O tempo não é longo ou curto, o tempo é uma idéia, um conceito. Segundos e minutos não existem quando o que vale é a intensidade com que se vive, e isto independe de tempo. Então o que pode interessar mais: o tempo ou os eventos? Tempo é um registro na história, uma marca definida pela significância do momento. Não haveria como definir tempo sem uma referência, um uso, uma utilidade. Seguindo este raciocínio, qual é a utilidade do tempo então?
O tempo não importa no passado, e não importa no futuro. Este eterno transformador participa como testemunha de tudo o que cerca a vida, carrega a tudo mas nunca é igual para todos. Daí como melhor então testemunhar o tempo senão preenchendo a vida de qualidade?

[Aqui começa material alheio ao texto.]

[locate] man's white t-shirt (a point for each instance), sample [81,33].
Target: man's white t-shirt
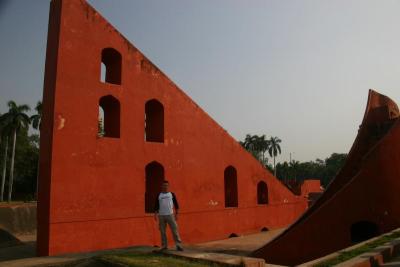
[166,203]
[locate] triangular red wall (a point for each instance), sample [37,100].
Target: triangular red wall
[91,192]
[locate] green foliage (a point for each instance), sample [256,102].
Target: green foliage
[324,170]
[14,127]
[26,159]
[257,146]
[346,255]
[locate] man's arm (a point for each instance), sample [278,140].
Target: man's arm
[156,208]
[176,204]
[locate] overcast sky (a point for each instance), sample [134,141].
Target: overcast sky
[299,70]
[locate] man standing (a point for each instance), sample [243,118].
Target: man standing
[164,210]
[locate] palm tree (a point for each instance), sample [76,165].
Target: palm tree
[15,119]
[263,145]
[257,146]
[274,148]
[36,121]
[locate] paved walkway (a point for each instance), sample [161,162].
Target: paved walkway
[24,255]
[241,245]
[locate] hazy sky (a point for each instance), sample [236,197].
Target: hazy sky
[299,70]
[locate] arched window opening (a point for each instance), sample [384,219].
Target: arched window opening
[111,66]
[363,230]
[232,235]
[100,131]
[154,180]
[230,184]
[262,193]
[154,121]
[109,107]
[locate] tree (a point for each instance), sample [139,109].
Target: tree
[257,146]
[15,120]
[274,148]
[36,121]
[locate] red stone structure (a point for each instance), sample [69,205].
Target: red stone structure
[361,202]
[98,181]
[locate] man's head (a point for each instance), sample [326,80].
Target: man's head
[165,186]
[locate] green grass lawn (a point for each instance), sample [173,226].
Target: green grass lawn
[346,255]
[152,260]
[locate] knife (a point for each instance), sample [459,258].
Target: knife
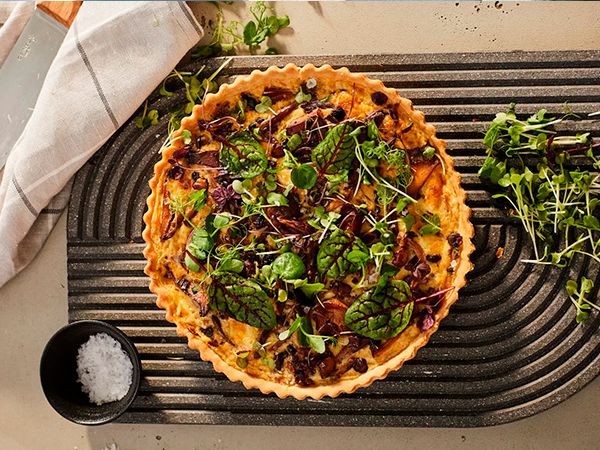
[24,70]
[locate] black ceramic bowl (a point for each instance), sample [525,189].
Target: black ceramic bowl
[58,374]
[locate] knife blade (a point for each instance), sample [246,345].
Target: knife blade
[24,70]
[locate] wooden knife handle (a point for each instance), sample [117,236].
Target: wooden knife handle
[63,12]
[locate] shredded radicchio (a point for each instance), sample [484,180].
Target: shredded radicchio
[427,319]
[224,195]
[421,271]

Quanto tempo mais então esperar apenas como testemunha de tudo o que queremos mudar? Que sinal poderia ser mais forte do que a certeza de querer que fosse diferente? O que poderia impedir alguém de tentar senão si próprio? É a ironia do medo pelos fantasmas inexistentes, da obediência inconseqüente, da bruxaria da modernidade, da conformidade negligente, do egoísmo e do falso-moralismo. É deixar encantar-se pela fantasia e desistir de construir e participar. É o querer mais do que o fazer.

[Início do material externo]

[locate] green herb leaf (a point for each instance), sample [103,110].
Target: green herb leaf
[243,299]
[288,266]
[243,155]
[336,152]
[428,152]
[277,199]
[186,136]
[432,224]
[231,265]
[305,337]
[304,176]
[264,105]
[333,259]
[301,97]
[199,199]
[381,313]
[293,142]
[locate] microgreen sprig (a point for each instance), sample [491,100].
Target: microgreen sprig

Ah! Se os tantos gritos de folia por festas de carnaval fossem também ouvidos pela dor dos mesmos que festejam com tanta energia diante das injustiças de um país que insiste e teima em continuar amador. Quando os ídolos estão no esporte, nas artes, nas ciências, na música, no cinema, no consumo… e não no altruísmo. Na medalha, no gol, na obra, nas linhas, nas fórmulas, nas notas, na interpretação… e não na bravura e coragem para dizer basta… o que concluir? Talvez se os gritos de dor fossem tão altos quanto os de festa e tão incômodos à minoria quanto à maioria, à regra quanto à exceção, talvez então a solidariedade e a bravura se manifestassem em proporções que pudessem mudar o rumo de um futuro tão incerto. Se estamos sempre mudando, por quê não mudar para o que acreditamos ser melhor?